Laporan Callamard dibahas oleh Dewan Hak Asasi Manusia PBB pada 9 Juli lalu. Namun, AS telah keluar dari keanggotaan Dewan sejak dua tahun lalu untuk memprotes laporan anti-Israel yang diterbitkannya.
Di akhir pertemuan, anggota Dewan Hak Asasi Manusia PBB mengecam penggunaan drone untuk melakukan aksi teror dan juga mengecam tindakan teror yang melanggar hukum internasional. Sikap kompak Dewan dapat dianggap sebagai kegagalan lain bagi pemerintahan Trump dalam membujuk komunitas internasional untuk mendukung aksi-aksi ilegal mereka.
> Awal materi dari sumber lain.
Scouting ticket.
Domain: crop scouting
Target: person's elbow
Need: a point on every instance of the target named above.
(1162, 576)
Callamard dalam laporannya kepada Dewan HAM PBB, mengatakan penyebaran drone di berbagai belahan dunia adalah masalah yang sangat berbahaya bagi keamanan internasional. Ada pelanggaran dalam hubungannya dengan operasi yang melibatkan drone.
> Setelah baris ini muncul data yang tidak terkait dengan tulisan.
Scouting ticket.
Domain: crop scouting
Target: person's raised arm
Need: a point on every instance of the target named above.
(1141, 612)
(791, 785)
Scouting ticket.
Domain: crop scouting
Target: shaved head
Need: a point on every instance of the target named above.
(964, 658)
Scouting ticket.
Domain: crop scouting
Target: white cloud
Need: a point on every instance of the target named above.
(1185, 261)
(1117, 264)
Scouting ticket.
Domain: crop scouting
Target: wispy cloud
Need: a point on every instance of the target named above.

AS telah meningkatkan operasi penggunaan drone sejak era pemerintahan Barack Obama. Washington kemudian meluncurkan serangan drone di seluruh dunia. Serangan dengan dalih perang kontraterorisme ini telah menewaskan puluhan warga sipil, dan Washington berusaha menjustifikasi aksi ini dengan mengatakan bahwa itu adalah risiko dari sebuah serangan.
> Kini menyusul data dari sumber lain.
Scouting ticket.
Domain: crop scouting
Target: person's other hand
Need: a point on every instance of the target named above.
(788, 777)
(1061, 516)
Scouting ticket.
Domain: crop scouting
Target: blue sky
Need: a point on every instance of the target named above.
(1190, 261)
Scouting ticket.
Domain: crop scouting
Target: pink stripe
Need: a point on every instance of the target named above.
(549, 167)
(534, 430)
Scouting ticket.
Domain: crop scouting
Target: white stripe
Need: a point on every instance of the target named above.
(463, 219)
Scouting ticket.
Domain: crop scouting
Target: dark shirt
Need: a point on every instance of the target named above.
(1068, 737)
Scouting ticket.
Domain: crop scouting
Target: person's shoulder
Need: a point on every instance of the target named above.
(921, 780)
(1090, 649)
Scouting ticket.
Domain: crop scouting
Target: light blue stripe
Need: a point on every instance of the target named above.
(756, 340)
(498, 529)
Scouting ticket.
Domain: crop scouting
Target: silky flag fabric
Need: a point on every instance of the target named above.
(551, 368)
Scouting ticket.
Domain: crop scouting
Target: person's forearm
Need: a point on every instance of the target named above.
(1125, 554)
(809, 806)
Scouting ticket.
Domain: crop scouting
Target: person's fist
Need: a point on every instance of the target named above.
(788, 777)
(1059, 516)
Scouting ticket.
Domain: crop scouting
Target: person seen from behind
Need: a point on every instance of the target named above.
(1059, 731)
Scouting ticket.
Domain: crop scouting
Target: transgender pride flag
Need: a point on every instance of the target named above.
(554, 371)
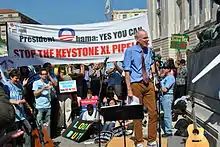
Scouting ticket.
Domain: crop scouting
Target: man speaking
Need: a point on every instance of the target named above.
(137, 65)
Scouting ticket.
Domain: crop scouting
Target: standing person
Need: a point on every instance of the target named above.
(14, 89)
(114, 71)
(137, 65)
(181, 80)
(65, 102)
(167, 85)
(95, 74)
(43, 89)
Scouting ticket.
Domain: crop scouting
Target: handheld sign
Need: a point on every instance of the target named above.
(85, 102)
(67, 86)
(79, 130)
(105, 136)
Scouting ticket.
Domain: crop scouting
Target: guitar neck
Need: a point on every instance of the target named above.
(193, 113)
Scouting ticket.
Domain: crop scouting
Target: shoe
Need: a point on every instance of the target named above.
(167, 135)
(140, 145)
(152, 144)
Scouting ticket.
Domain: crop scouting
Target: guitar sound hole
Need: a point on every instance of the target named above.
(195, 131)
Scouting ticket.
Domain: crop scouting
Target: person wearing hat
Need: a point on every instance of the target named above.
(167, 87)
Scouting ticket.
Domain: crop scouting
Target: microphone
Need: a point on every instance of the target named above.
(106, 59)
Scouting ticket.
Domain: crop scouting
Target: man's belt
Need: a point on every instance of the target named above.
(144, 83)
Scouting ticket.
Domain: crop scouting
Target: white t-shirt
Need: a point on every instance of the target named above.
(93, 117)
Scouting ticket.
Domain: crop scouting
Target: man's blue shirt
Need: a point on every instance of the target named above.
(133, 62)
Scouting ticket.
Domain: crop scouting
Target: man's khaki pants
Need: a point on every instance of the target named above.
(146, 94)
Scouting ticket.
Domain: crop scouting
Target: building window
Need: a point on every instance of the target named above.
(200, 6)
(179, 18)
(200, 10)
(124, 16)
(158, 4)
(190, 7)
(211, 6)
(159, 25)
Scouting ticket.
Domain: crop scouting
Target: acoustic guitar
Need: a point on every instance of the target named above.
(41, 139)
(196, 136)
Dalam pertemuan tersebut, Perwakilan Uni Eropa untuk Dewan HAM PBB, mengatakan penggunaan drone dalam operasi pembunuhan, tidak dapat dibenarkan dan tidak dapat diterima. Perwakilan Kuba memandang pembunuhan Letjen Soleimani sebagai pelanggaran terhadap Piagam PBB. Bahkan sekutu AS di Eropa, tidak setuju dengan tindakan pemerintahan Trump. “Pembunuhan di luar kerangka hukum akan menimbulkan bahaya besar di tingkat internasional," kata duta besar Belanda untuk Dewan HAM PBB.
Setelah pertemuan itu, Washington kembali mengulangi tudingan tak berdasar terhadap Letjen Soleimani dan mengkritik laporan yang disusun oleh pelapor khusus PBB. Menteri Luar Negeri AS Mike Pompeo mengatakan, “Kami menolak laporan palsu dari pelapor khusus PBB tentang pembunuhan terarah melalui drone bersenjata terhadap Jenderal Iran Qasem Soleimani. AS selalu bersikap transparan mengenai prinsip-prinsip hukum internasional dalam serangan dan akan selalu bertindak untuk melindungi Amerika Serikat.”
Namun, Pompeo dan para pejabat AS lainnya tidak pernah menyinggung hukum dan aturan internasional yang membenarkan mereka melakukan tindakan pengecut tersebut.
Pada dasarnya, ketika seorang pejabat senior PBB secara eksplisit menyatakan bahwa tindakan Trump meneror Jenderal Soleimani sebagai ilegal, dapatkah Washington mengklaim tindakannya legal? AS rupanya memandang dirinya sebagai jaksa, hakim, dan petugas pelaksana hukuman.
Pendekatan ini menunjukkan bahwa AS – dengan mengandalkan kekuatan militer dan ekonominya – melegalkan tindakan apapun demi kepentingannya dan mengabaikan aturan dan norma-norma hukum internasional serta Piagam PBB. (RA)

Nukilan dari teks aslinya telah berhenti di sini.